Concert Gluck, Dauvergne
Samedi 15 octobre 2011 à 20h
Versailles, Opéra Royal
Gluck: Iphigénie en Aulide, 1774
Dauvergne: Polyxène, 1763
Opera Fuoco
David Stern, direction
Polyxène de Dauvergne
4è et ultime partition lyrique de Dauvergne, Polyxène démontre la liberté du musicien dans le traitement du sujet antique: il en défait la trame historique pour mieux réaliser son projet musical. Dauvergne réussit en 1763 à caractériser les figures noire et ténébreuse d’Hécube, du noble et déchirant Télèphe, du tendre et fervent Pyrrhus… Le public remarque la déclamation resserrée intense, expressive; le début de l’ouverture, le chaconne, la tempête, le choeur des désespérés au III; … la volonté d’austérité marqua les esprits, comme il en avait été question dans Hercule mourant (1761), autre opéra révélé à Versailles (voir agenda ci après) : ici point d’airs chantants faciles à fredonner, de thèmes agréables et accessibles voire complaisants…
Dauvergne compose un opéra lugubre et désespéré. Télèphe et Pyrrhus aiment la même femme Polyxène. Cette dernière malgré les agissements de sa mère Hécube, reste sensible à Pyrrhus, pourtant meurtrier de son père Priam… Tous meurtris par des destins tragiques s’abîment en douloureuses plaintes, solitudes aveugles… et c’est finalement le tendre Pyrrhus qui sauve Polyxène.
Aucune légèreté (Louis XV), mais un pathétique néoclassique, sombre et édifiant (Louis XVI). Dauvergne fait une synthèse remarquable entre Rameau et Gluck qui ne créera Iphigénie que 10 années après Polyxène.

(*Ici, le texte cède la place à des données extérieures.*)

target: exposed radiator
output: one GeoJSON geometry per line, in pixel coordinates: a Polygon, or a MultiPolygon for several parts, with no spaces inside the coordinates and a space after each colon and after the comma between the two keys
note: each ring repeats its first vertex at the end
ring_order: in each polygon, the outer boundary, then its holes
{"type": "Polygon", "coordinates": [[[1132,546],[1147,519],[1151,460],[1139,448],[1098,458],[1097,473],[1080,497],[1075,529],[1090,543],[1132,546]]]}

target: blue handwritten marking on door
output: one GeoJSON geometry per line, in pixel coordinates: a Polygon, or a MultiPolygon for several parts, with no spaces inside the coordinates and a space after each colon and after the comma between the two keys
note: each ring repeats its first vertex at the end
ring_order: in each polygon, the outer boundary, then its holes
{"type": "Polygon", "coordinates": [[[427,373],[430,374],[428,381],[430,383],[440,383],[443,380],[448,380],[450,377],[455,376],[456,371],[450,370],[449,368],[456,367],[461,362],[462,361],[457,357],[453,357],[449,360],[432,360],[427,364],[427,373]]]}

Et comme toujours, la musique est en avance sur l’esthétique picturale: Polyxène de Dauvergne annonce les tableaux moraux de David, presque de 20 ans plus tardifs.
Hélas, face à une certaine incompréhension des critiques et des détracteurs dont le partisan Grimm (fervent soutien de l’opéra italien), Polyxène fut retiré de l’affiche après la 18è représentation.
Iphigénie, modèle du sublime pathétique
Avec son ultime opéra, Polyxène (1763), Dauvergne illustre les derniers feux de l’opéra grand genre, même Rameau avec
Les Borréades demeuré non créé à sa mort en 1764, ne fait plus entendre sa voix si moderniste. Quand, directeur de l’Opéra, Dauvergne découvre
Iphigénie en Aulide de Gluck (1773), le Français comprend immédiatement la portée révolutionnaire de la partition de l’Autrichien, favori de la jeune reine Marie-Antoinette.
Le concert met en relief la curiosité de Dauvergne pour la modernité gluckiste. D’ailleurs, le Chevalier venu de Vienne entendait rétablir la véritable tragédie lyrique tout en respectant le modèle de Lully et les valeurs de la cantilène française. Promoteur du ballet pantomime (Don Juan, 1762), réformateur de l’opéra seria (Orfeo ed Euridice, 1763), Gluck apporte en France grâce au soutien de la Reine qui fut son élève à Vienne, la nouvelle forme de l’opéra français des Lumières. En mars 1774, les parisiens découvrent les splendeurs dramatiques du genre régénéré: Marie Antoinette qui n’est encore que dauphine (Louis XV n’est pas encore décédé) applaudit à tout rompre, obligeant les princes à applaudir autant qu’elle: le succès de son favori était ainsi assuré. La déclamation renforcée atteint alors à ce sublime pathétique qui est la dernière expression musicale de Gluck. Même Rousseau hostile, reconnut qu’il était désormais possible de composer un théâtre lyrique dans la langue française.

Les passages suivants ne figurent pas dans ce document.